Gottlieb was shaped by his time in California. He was rejected by the Selective Service System in 1943, and instead decided to find another way to serve the country. He became a research associate at the University of Maryland, studying the metabolism of fungi.

#7

While he was happy with his family life, Gottlieb was frustrated with his lack of progress in the scientific field. He had no clear path out of his mid-level research on pharmaceuticals and agricultural chemicals.
Insights from Chapter 2



#1

The city of Munich was the birthplace of the Nazi Party, so hunting Nazis was a priority for the US Army’s Counterintelligence Corps. They compiled lists, followed leads, and arrested suspects.

#2

The American army captured Blome in 1945, and interrogators confronted him with a letter from Heinrich Himmler, chief of the SS and a principal architect of the Holocaust. In it, Himmler directed Blome to produce toxins that could be used to kill concentration camp inmates who were suffering from tuberculosis.

#3

In 1941, Japanese forces were using germs as weapons, killing thousands of soldiers and civilians by dropping anthrax bomblets, releasing infected insects, and poisoning water supplies with cholera virus. The American government decided to study the possibilities of bio-weapons.

#4

Baldwin was America’s first bio-warrior, and he was given the task of developing a bio-weapon program by the army. He was a civilian, and his title was created for him: scientific director of the newly formed army Biological Warfare Laboratories.

#5

Ira Baldwin was the man in charge of finding a site for the new bio-weapons complex. He chose Detrick Field, a former National Guard air base outside Frederick, Maryland. Everything about Camp Detrick was secrecy.

#6

The American government hired thousands of scientists to work at Camp Detrick, and they were all excited to be working on something secret. They were developing bio-weapons, and they needed tons of anthrax spores to fill Britain’s order.

#7

After the war, the US captured several Nazi spies, and wanted to grant them immunity from prosecution and allow them to work for the American government. President Roosevelt refused, saying he wasn’t prepared to authorize the giving of guarantees.

#8

The letter and the spirit of this directive were never followed. The American government established a new covert service, the Joint Intelligence Objectives Agency, to find and recruit Nazi scientists.

#9

After the war, the Chemical Warfare Service was upgraded in importance and renamed the Chemical Corps. Its commanders watched enviously as Nazi spies were brought under American protection and as, soon afterward, the welcome was extended to Nazi rocket scientists.

#10

After Japan surrendered, several Japanese officers told American interrogators that Japan had maintained a secret germ warfare program.

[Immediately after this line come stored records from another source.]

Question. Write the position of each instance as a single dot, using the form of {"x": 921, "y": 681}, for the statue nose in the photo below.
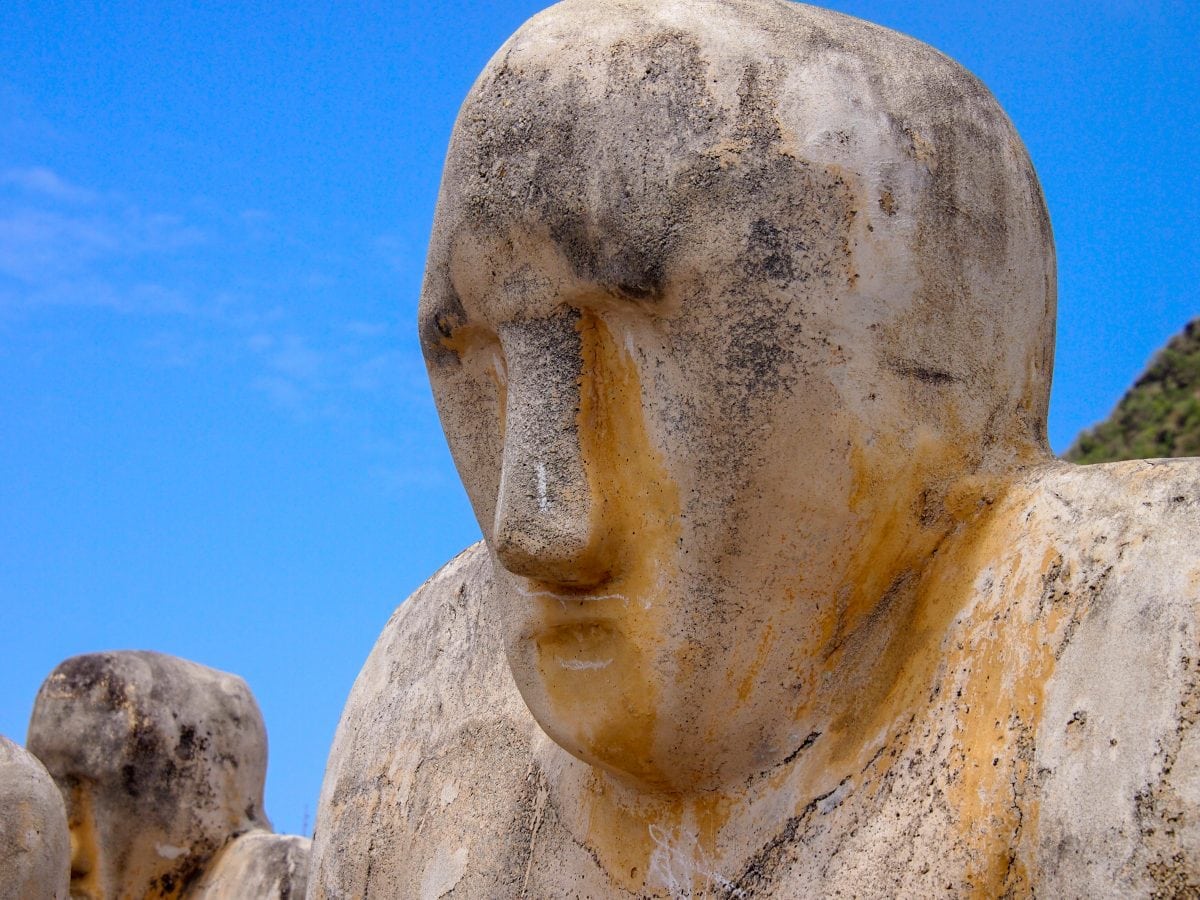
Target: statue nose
{"x": 547, "y": 525}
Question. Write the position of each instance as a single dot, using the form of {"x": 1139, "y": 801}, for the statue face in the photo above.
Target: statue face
{"x": 682, "y": 349}
{"x": 160, "y": 762}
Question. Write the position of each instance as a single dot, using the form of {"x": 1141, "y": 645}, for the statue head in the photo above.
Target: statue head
{"x": 732, "y": 311}
{"x": 35, "y": 851}
{"x": 161, "y": 761}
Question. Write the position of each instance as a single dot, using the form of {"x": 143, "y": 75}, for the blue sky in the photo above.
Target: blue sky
{"x": 217, "y": 437}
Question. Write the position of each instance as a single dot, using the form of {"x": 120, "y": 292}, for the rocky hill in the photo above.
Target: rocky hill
{"x": 1159, "y": 415}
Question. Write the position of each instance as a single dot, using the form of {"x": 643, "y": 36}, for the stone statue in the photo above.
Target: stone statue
{"x": 161, "y": 762}
{"x": 739, "y": 318}
{"x": 35, "y": 850}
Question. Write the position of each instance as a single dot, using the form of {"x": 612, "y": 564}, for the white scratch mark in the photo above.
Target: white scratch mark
{"x": 579, "y": 665}
{"x": 681, "y": 865}
{"x": 543, "y": 499}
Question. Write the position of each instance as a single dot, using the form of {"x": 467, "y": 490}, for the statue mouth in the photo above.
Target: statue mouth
{"x": 552, "y": 610}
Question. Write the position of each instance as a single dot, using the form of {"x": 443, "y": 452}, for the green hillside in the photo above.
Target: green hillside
{"x": 1159, "y": 415}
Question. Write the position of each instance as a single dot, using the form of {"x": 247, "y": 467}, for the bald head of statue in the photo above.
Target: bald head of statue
{"x": 161, "y": 762}
{"x": 733, "y": 311}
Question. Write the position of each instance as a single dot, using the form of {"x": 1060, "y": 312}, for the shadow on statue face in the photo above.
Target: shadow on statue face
{"x": 665, "y": 357}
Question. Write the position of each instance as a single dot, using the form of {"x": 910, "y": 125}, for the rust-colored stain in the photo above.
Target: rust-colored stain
{"x": 598, "y": 658}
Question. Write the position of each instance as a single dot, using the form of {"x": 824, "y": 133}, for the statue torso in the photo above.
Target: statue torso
{"x": 1039, "y": 737}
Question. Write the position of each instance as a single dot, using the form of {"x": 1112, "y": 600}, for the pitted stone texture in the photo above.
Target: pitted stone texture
{"x": 1051, "y": 750}
{"x": 725, "y": 300}
{"x": 161, "y": 762}
{"x": 257, "y": 865}
{"x": 35, "y": 847}
{"x": 739, "y": 319}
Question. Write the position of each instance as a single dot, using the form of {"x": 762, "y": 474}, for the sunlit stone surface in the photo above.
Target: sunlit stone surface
{"x": 35, "y": 850}
{"x": 161, "y": 762}
{"x": 739, "y": 318}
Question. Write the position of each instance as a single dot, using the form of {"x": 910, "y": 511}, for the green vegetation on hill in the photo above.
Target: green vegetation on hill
{"x": 1159, "y": 415}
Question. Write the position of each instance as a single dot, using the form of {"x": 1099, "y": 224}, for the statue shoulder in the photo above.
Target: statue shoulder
{"x": 259, "y": 864}
{"x": 1117, "y": 749}
{"x": 433, "y": 732}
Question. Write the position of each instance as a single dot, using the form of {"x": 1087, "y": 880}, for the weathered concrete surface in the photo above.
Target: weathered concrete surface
{"x": 161, "y": 762}
{"x": 258, "y": 865}
{"x": 739, "y": 319}
{"x": 1038, "y": 738}
{"x": 35, "y": 849}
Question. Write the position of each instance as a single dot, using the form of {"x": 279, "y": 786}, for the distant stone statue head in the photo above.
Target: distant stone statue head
{"x": 733, "y": 310}
{"x": 161, "y": 761}
{"x": 35, "y": 851}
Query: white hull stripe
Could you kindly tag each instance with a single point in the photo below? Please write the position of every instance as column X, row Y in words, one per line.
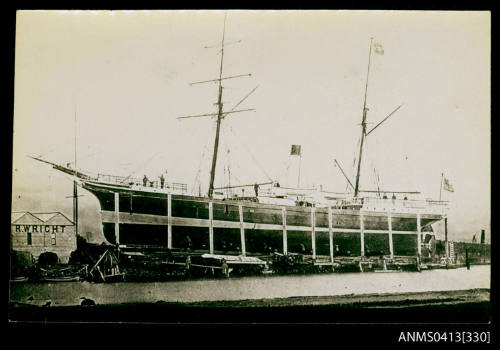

They mentioned rumors that poisons had been tested on human subjects at a base called Unit 731, in the occupied Chinese region of Manchuria.

#11

In 1936, Ishii was given a plot of land south of Harbin, China, to build a lab where he could conduct experiments on human subjects. Between 1936 and 1942, he received at least 3,000 and possibly as many as 12,000 logs, which were destined for excruciating death.

#12

The Japanese government arrested and executed the last 150 logs of Unit 731, but they could not find any proof. In the last days of the war, Ishii had ordered the execution of the last 150 prisoners, told his men that they must take the secret to the grave, and gave them cyanide capsules if they were arrested.

#13

The American government granted amnesty to Ishii and all who had worked with him at Unit 731, and he began turning over boxes of documents. They were full of uniquely valuable data about how various toxins affect the human body, how these toxins can be spread, and what dosage levels kill most effectively.